Could two-year colleges turn the enrollment slide into a boom in the next year or two?
“Yes, it is clear from the demand data that millions of adults in this country view community colleges as a pathway to greater opportunity,” says Janet Salm, managing director of Strada’s Institute for the Future of Work and a co-author of the report. “As states reopen, the community colleges that focus on holistic support of working-aged learners by making it less burdensome to combine learning, work, and other life commitments stand to benefit greatly from the pent-up demand in their communities.”
Virginia is moving forward with tuition-free community college for an estimated 36,000 students who pursue credentials in high-demand fields. The “Get Skilled, Get a Job, Give Back” or G3 program signed into law this week by Gov. Ralph Northam, a Democrat, includes $36 million to cover tuition, fees, books, and wraparound support for low- and middle-income students enrolled in health care, IT and computer science, manufacturing and skilled trades, public safety, and early childhood education programs. Participating Virginia community colleges will receive performance payments when grant recipients complete 30 credit hours and when they earn associate degrees.
More than a quarter (28 percent) of community college students said their household’s financial situation worsened during the pandemic, with women who are parents in particular reporting that they were struggling, according to a survey conducted last fall by the Center for Community College Student Engagement.
A developmental education reform program from the City University of New York, dubbed CUNY Start, substantially increased college readiness, according to new research from MDRC, while slightly increasing credit accumulation, and modestly increasing graduation rates.
LinkedIn has committed to helping 250,000 companies make a skills-based hire this year. The company’s CEO, Ryan Roslansky, pointed to Skills Path, a new offering which pairs LinkedIn Learning courses with Skill Assessments to help recruiters evaluate candidates in a more equitable way.
This week Brad Smith, Microsoft’s president, wrote about the broader global skills initiative from the company, which owns LinkedIn. Microsoft has introduced a new Teams for Education app called Career Coach. “This will provide personalized guidance for higher-education students to discover their career path, grow real-world skills, and build their network all in one place,” Smith wrote. “It also helps higher-education institutions gain insights into student skills, career goals and job market trends.”

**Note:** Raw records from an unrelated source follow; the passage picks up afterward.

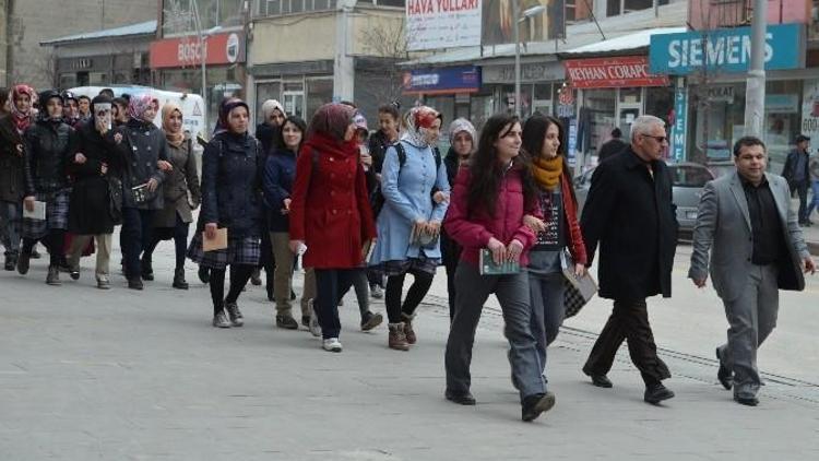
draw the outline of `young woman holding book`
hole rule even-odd
[[[447,167],[434,146],[442,121],[430,107],[410,110],[406,131],[387,150],[381,169],[384,205],[378,215],[379,239],[369,262],[387,275],[388,344],[399,351],[407,351],[416,342],[415,309],[429,292],[441,262],[438,236],[449,206],[442,198],[448,198],[450,188]],[[414,281],[402,304],[406,274]]]
[[[219,123],[226,130],[214,135],[202,154],[202,211],[188,247],[188,257],[210,269],[213,326],[217,328],[245,323],[236,302],[261,253],[264,154],[262,144],[248,134],[249,113],[248,105],[237,98],[225,99],[219,106]],[[204,238],[215,241],[224,232],[227,248],[205,251]],[[228,265],[230,291],[225,297]]]
[[[455,179],[444,226],[463,247],[455,272],[455,316],[447,341],[446,398],[474,405],[470,392],[472,346],[482,306],[495,293],[506,322],[512,381],[521,399],[521,417],[532,421],[551,409],[555,395],[541,377],[541,360],[531,330],[532,307],[525,271],[483,274],[478,267],[486,251],[497,265],[525,267],[526,252],[536,241],[523,216],[541,216],[537,188],[526,158],[520,155],[521,123],[499,114],[487,120],[477,151]],[[515,264],[517,263],[517,264]]]
[[[532,161],[543,221],[526,216],[537,232],[537,243],[529,252],[529,286],[532,297],[532,334],[537,340],[541,366],[546,369],[546,347],[555,341],[563,322],[563,270],[571,255],[577,275],[585,273],[585,245],[578,223],[578,200],[566,162],[565,131],[549,116],[535,114],[523,126],[523,152]]]
[[[290,250],[306,248],[304,265],[316,272],[313,312],[329,352],[342,352],[339,298],[363,270],[376,239],[354,115],[345,104],[316,111],[296,159],[290,201]]]

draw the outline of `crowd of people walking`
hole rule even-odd
[[[547,350],[566,316],[567,281],[586,277],[598,252],[600,296],[613,299],[614,308],[583,373],[595,386],[613,387],[607,374],[627,341],[644,400],[674,397],[663,385],[670,371],[657,356],[646,304],[672,295],[677,244],[663,159],[668,138],[660,118],[638,117],[629,142],[606,146],[581,215],[567,133],[548,115],[520,120],[498,114],[478,131],[464,118],[448,123],[432,107],[402,114],[392,103],[379,107],[379,129],[370,134],[353,103],[325,104],[307,123],[268,101],[251,134],[250,108],[227,98],[204,146],[200,180],[194,141],[177,105],[161,107],[147,93],[100,93],[90,101],[51,90],[37,94],[26,85],[3,93],[7,271],[25,275],[41,243],[49,253],[46,283],[60,285],[61,272],[78,280],[82,256],[96,252],[97,287],[109,289],[111,235],[121,225],[129,288],[144,289],[154,280],[153,253],[173,240],[173,287],[188,289],[186,258],[197,263],[210,286],[213,327],[244,324],[239,297],[249,282],[262,283],[264,270],[275,324],[305,328],[321,336],[323,350],[339,353],[339,306],[351,288],[360,329],[383,321],[369,302],[383,297],[388,347],[411,351],[423,340],[418,306],[444,265],[451,321],[446,399],[476,403],[473,344],[483,305],[494,294],[521,417],[532,421],[556,403]],[[451,145],[446,155],[438,149],[442,131]],[[778,289],[802,289],[803,272],[815,271],[798,226],[805,211],[797,218],[787,202],[793,184],[802,187],[812,169],[794,155],[788,187],[764,173],[762,141],[744,138],[734,155],[737,172],[710,182],[702,197],[689,276],[704,286],[713,247],[711,274],[731,324],[727,343],[716,351],[719,379],[734,387],[737,402],[755,405],[756,350],[775,324]],[[729,249],[732,244],[737,247]],[[299,259],[305,283],[296,318]]]

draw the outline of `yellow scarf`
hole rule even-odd
[[[532,163],[537,184],[548,190],[555,189],[563,173],[563,158],[560,155],[549,159],[534,158]]]

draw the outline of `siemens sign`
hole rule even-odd
[[[747,72],[750,66],[750,27],[651,36],[652,73],[685,75],[697,71]],[[803,24],[769,25],[765,33],[765,70],[805,67]]]

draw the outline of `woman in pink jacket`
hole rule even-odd
[[[539,216],[537,188],[531,165],[521,149],[521,123],[517,117],[499,114],[487,120],[477,152],[455,178],[444,221],[449,236],[463,247],[455,271],[455,315],[447,341],[446,398],[474,405],[470,392],[470,362],[482,306],[495,293],[503,311],[506,336],[511,347],[512,382],[521,397],[523,421],[532,421],[555,405],[546,392],[542,365],[530,328],[532,307],[525,270],[501,275],[482,275],[482,249],[496,262],[527,262],[535,244],[534,233],[523,223],[525,214]]]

Aptitude assessments can help close gender gaps and increase the talent pool in high-demand fields such as healthcare, computer technology, manufacturing, and construction, according to a new academic paper by researchers at the University of Missouri.
Research and Reading
Non-white college students are more than twice as likely to want a virtual internship compared to white students, according to Inside Higher Ed’s Student Voice. They also are more than twice as likely to say they are extremely interested in taking a fully remote job upon graduation. These and other similar findings “point toward the notion that a major factor here is the climate of micro-aggressions and overt racism that persists (arguably disproportionately) in the physical world of both American higher education and the workplace,” Brandon Busteed, president of university partners and global head of learn-work innovation at Kaplan, wrote in Forbes.
“[A] publicly owned gig-work platform could keep a much smaller share of each transaction — perhaps as little as two per cent — leaving more money available to provide decent wages and benefits,” according to Wingham Rowan, a labor reformer and entrepreneur who was featured in The New Yorker last week.